Microtransactions - How Gaming has Evolved from Bitcoin to SuperOne

How Gaming has Evolved from Bitcoin to SuperOne
How Gaming has Evolved from Bitcoin to SuperOne

In the memories of those who make up the older echelons of the millennial generation, there was a time when games cost money. Quite a lot of money. Classic games from around the year 2000 like Half-Life, GTA, Resident Evil, Super Mario Galaxy, or The Sims would have sold for between $40 and $60 on average.

This meant saving your pocket money and taking time. However, developers cottoned on that there’s more money to be made when the consumer has the carrot dangled in front of them but is ultimately left wanting more.

Once you’d shelled out $50 on a game, it was completely yours and the onus was then back on the developer to bring out a sequel as quickly as possible to get you running to the shops and delving back into your wallet. All this changed with microtransactions.

What about giving someone 90% of the content for free to get you hooked, and then offering bonuses and add-ons for tiny sums of money the consumer wouldn’t even notice paying? Seventy-five cents here, $1 there, maybe another $1 the next time you play. You see the pattern.

Before you know it, you’ve paid the money you would have spent anyway — and more on top. Fortnite, for example, is completely free to download and is so popular it’s now a global phenomenon. Crucially, it’s also notorious for getting its players to spend money.

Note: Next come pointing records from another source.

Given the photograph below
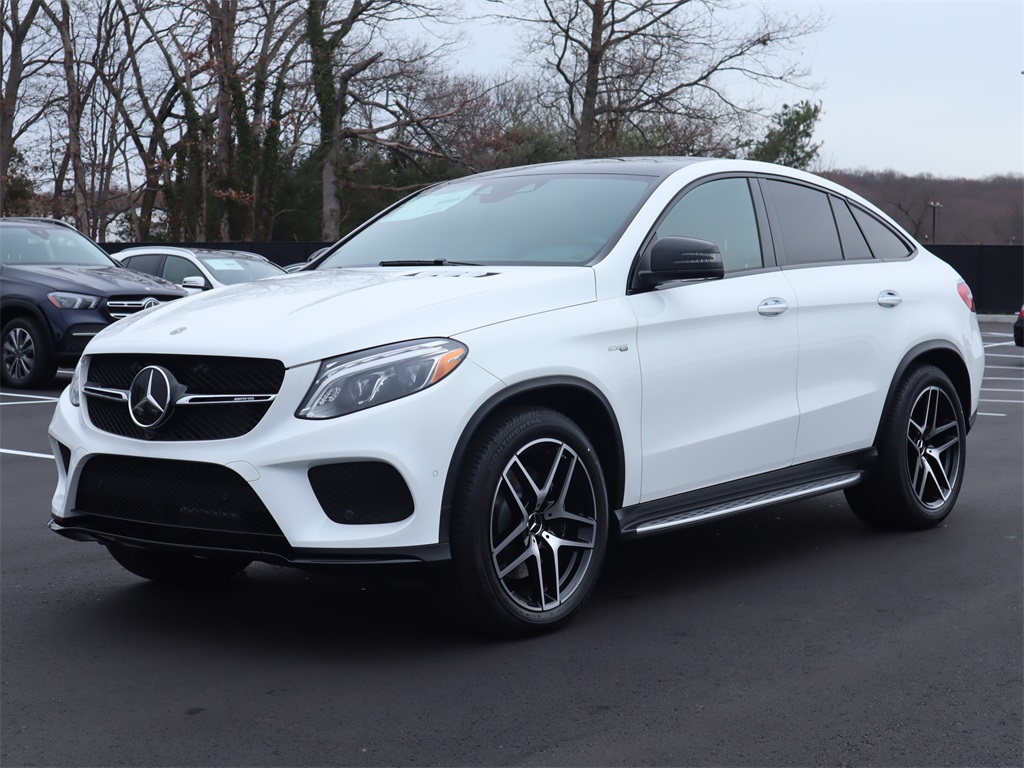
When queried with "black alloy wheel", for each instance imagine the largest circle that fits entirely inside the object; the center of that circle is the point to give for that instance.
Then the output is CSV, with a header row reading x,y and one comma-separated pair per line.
x,y
530,523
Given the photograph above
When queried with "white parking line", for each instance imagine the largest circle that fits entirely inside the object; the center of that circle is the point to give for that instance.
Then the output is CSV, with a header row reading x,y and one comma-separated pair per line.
x,y
27,453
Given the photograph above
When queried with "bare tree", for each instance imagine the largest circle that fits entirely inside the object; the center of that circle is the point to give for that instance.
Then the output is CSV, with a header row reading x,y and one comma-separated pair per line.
x,y
366,98
622,67
26,54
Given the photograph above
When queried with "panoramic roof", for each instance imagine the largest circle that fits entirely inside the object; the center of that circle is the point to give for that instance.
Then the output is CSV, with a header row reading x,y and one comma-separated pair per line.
x,y
654,166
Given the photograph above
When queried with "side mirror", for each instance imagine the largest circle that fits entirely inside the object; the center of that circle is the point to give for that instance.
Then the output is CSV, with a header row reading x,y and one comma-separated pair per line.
x,y
196,283
682,258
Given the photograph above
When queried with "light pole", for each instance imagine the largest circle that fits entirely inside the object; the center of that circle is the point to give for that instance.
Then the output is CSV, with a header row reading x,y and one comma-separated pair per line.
x,y
935,207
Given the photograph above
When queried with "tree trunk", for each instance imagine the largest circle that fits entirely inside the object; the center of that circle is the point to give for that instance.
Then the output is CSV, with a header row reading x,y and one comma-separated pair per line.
x,y
588,108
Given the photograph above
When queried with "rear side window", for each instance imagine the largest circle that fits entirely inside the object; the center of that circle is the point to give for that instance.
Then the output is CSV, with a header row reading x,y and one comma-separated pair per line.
x,y
884,242
720,211
854,245
809,233
177,268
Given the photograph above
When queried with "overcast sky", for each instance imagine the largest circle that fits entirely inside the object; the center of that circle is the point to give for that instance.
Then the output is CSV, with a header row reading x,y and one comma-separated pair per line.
x,y
927,86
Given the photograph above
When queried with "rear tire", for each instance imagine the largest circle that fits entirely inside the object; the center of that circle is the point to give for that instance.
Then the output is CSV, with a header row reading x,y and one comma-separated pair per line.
x,y
922,456
529,525
27,359
176,567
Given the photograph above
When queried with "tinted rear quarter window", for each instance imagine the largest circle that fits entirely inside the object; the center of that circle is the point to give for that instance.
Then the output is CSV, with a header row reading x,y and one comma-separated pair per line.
x,y
884,242
722,212
854,245
808,228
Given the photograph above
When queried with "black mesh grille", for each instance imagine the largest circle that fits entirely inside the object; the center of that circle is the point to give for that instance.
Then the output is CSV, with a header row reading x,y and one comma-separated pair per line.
x,y
183,495
361,493
215,376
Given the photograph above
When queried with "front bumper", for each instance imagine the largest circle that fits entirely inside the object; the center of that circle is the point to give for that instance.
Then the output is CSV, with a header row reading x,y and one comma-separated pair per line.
x,y
266,474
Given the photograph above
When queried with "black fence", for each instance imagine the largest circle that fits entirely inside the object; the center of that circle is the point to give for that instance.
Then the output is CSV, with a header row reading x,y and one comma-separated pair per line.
x,y
995,273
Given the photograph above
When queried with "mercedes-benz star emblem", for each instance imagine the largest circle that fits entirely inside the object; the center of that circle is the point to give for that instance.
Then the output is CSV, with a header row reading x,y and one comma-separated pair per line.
x,y
152,396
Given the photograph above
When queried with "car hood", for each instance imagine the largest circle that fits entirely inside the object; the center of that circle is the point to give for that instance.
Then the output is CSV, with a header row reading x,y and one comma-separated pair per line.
x,y
308,316
103,281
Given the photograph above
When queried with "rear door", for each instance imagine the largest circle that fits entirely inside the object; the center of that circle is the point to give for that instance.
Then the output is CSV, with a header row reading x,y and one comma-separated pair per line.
x,y
718,357
853,318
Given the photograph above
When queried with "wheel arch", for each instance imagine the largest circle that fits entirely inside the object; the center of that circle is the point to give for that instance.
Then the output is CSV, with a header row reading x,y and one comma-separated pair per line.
x,y
577,398
14,308
944,356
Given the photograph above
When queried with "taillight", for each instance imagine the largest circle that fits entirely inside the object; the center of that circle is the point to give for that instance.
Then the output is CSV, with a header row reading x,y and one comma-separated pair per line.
x,y
965,291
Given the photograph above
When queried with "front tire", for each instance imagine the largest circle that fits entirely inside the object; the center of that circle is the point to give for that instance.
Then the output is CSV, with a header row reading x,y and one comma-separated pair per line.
x,y
26,358
530,523
922,456
176,567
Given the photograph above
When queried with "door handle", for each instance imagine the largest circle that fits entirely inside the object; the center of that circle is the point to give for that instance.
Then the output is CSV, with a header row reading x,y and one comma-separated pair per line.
x,y
890,299
772,307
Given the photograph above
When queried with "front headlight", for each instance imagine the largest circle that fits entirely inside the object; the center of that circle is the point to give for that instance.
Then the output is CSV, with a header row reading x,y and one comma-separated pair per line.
x,y
78,381
65,300
361,380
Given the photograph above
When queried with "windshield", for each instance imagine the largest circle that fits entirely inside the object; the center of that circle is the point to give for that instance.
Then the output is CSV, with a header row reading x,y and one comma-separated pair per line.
x,y
531,219
231,269
44,244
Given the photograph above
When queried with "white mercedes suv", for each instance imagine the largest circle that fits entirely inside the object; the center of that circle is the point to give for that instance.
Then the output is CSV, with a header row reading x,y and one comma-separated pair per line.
x,y
509,370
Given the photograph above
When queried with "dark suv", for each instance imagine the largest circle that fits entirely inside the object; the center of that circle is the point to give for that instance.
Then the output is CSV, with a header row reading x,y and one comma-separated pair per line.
x,y
57,290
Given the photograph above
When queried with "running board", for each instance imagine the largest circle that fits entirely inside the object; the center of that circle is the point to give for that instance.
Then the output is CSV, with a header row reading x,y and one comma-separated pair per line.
x,y
688,514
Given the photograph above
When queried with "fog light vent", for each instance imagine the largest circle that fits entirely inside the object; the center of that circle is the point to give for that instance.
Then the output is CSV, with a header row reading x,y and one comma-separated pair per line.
x,y
361,493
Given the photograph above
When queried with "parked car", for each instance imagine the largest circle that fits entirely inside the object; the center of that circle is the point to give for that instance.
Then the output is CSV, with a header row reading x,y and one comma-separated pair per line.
x,y
198,268
508,371
298,266
57,290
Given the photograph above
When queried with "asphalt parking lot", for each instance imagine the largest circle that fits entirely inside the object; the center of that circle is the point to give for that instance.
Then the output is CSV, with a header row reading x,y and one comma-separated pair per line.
x,y
786,637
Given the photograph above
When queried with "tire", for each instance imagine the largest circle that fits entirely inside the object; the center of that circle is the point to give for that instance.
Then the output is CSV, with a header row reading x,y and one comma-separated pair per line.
x,y
529,525
26,355
176,567
922,456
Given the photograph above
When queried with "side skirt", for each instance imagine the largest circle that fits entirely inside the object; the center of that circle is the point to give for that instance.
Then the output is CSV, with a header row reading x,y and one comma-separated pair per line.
x,y
782,485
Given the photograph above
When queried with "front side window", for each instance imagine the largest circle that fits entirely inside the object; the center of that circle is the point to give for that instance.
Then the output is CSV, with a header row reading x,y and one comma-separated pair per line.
x,y
531,219
808,227
177,268
722,212
148,263
854,245
32,244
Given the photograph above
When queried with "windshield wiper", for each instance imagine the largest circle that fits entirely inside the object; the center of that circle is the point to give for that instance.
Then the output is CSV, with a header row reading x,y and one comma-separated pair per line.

A report into in-game spending by LendEDU found the average Fortnite gamer was spending around $85 a year on microtransactions which is more than they would have spent purchasing the game new. According to data from the Entertainment Software Association (ESA), the video game industry in the US alone reached a record of $35 billion in revenue in 2019.

The marrying together of gaming and microtransactions is fascinating and has led to cryptocurrencies genuinely being the future of the whole gaming industry. Why? Never before have gamers had the chance to earn serious money just by gaming.

Now, their hobby could be their profession by competing against one another and winning financial rewards instead of just online kudos. What’s more, thanks to crypto gaming, the gaming industry now has a safe and easy means of making money too.

This is mostly through Bitcoin and other forms of cryptocurrency, but what platforms are out there for people looking to get on board? SuperOne — remember the name. It’s the new benchmark in crypto gaming, resurrecting the power of networking in the transparency of this pivotal blockchain era.

The rapid advances in blockchain technology have allowed new business models to emerge and SuperOne is leading the way with a transformative direct ownership concept where game profits are distributed in the form of tokens. The enormous boom of emerging blockchain ventures mostly involves these tokens, a new form of “digital shares”.

Tokens are owned and held via crypto wallets for easy inter-wallet transfer or sale via marketplaces. SuperOne operates a tokenized business model that diverts game profits to tokens as pay-outs.

The revolution of microtransactions in games led to the evolution of blockchain technology.

Games like Fortnite set the bar, but SuperOne has taken the baton and is running with it.